Gjensidige Forsikring ASA (OB:GJF) will increase its dividend from last year's comparable payment on the 27th of March to NOK10.00. Based on this payment, the dividend yield for the company will be 3.9%, which is fairly typical for the industry.

View our latest analysis for Gjensidige Forsikring

Gjensidige Forsikring's Future Dividend Projections Appear Well Covered By Earnings

Solid dividend yields are great, but they only really help us if the payment is sustainable. At the time of the last dividend payment, Gjensidige Forsikring was paying out a very large proportion of what it was earning and 119% of cash flows. Paying out such a high proportion of cash flows certainly exposes the company to cutting the dividend if cash flows were to reduce.

Looking forward, earnings per share is forecast to rise by 52.4% over the next year. If the dividend continues along recent trends, we estimate the payout ratio will be 65%, which would make us comfortable with the sustainability of the dividend, despite the levels currently being quite high.
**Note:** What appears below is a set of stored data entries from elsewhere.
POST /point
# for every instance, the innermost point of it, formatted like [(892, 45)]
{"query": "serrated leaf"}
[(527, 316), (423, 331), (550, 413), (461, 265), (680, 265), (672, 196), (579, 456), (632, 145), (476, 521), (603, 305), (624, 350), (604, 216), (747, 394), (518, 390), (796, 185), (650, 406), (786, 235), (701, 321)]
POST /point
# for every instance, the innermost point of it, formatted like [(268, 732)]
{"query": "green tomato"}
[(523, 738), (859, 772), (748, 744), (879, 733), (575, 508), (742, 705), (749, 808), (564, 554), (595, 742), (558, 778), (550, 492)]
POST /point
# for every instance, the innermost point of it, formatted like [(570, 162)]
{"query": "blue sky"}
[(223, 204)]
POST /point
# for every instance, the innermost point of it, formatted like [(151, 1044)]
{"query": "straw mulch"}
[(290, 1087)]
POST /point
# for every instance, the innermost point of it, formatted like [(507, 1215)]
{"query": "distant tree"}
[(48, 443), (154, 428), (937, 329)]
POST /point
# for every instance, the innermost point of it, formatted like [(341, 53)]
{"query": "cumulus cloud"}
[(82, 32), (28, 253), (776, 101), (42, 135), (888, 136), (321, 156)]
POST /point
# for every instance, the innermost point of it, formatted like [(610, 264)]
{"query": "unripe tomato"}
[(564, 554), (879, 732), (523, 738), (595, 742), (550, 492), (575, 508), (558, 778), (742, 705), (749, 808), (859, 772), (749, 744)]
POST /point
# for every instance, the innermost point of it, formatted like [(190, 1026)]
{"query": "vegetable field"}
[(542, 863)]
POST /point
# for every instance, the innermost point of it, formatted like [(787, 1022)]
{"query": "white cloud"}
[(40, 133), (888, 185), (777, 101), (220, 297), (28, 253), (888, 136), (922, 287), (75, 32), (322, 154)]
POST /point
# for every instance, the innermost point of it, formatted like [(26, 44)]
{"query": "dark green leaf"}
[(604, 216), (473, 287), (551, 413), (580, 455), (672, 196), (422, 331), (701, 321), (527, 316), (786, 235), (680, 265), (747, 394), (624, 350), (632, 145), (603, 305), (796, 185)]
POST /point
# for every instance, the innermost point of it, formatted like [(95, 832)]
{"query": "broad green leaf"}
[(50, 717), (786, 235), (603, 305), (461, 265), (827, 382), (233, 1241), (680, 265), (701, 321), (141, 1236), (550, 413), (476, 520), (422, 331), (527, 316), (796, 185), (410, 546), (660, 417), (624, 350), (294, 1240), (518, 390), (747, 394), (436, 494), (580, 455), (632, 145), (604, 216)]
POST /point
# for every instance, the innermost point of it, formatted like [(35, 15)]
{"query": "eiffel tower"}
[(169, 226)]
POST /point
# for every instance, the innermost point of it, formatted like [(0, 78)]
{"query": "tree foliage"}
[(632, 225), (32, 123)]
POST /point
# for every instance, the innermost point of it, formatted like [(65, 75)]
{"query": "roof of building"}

OB:GJF Historic Dividend January 28th 2025

Gjensidige Forsikring Has A Solid Track Record

The company has an extended history of paying stable dividends. The annual payment during the last 10 years was NOK6.80 in 2015, and the most recent fiscal year payment was NOK9.00. This works out to be a compound annual growth rate (CAGR) of approximately 2.8% a year over that time. Although we can't deny that the dividend has been remarkably stable in the past, the growth has been pretty muted.

Gjensidige Forsikring May Find It Hard To Grow The Dividend

Investors who have held shares in the company for the past few years will be happy with the dividend income they have received. Unfortunately things aren't as good as they seem. It's not great to see that Gjensidige Forsikring's earnings per share has fallen at approximately 4.6% per year over the past five years. If the company is making less over time, it naturally follows that it will also have to pay out less in dividends. It's not all bad news though, as the earnings are predicted to rise over the next 12 months - we would just be a bit cautious until this can turn into a longer term trend.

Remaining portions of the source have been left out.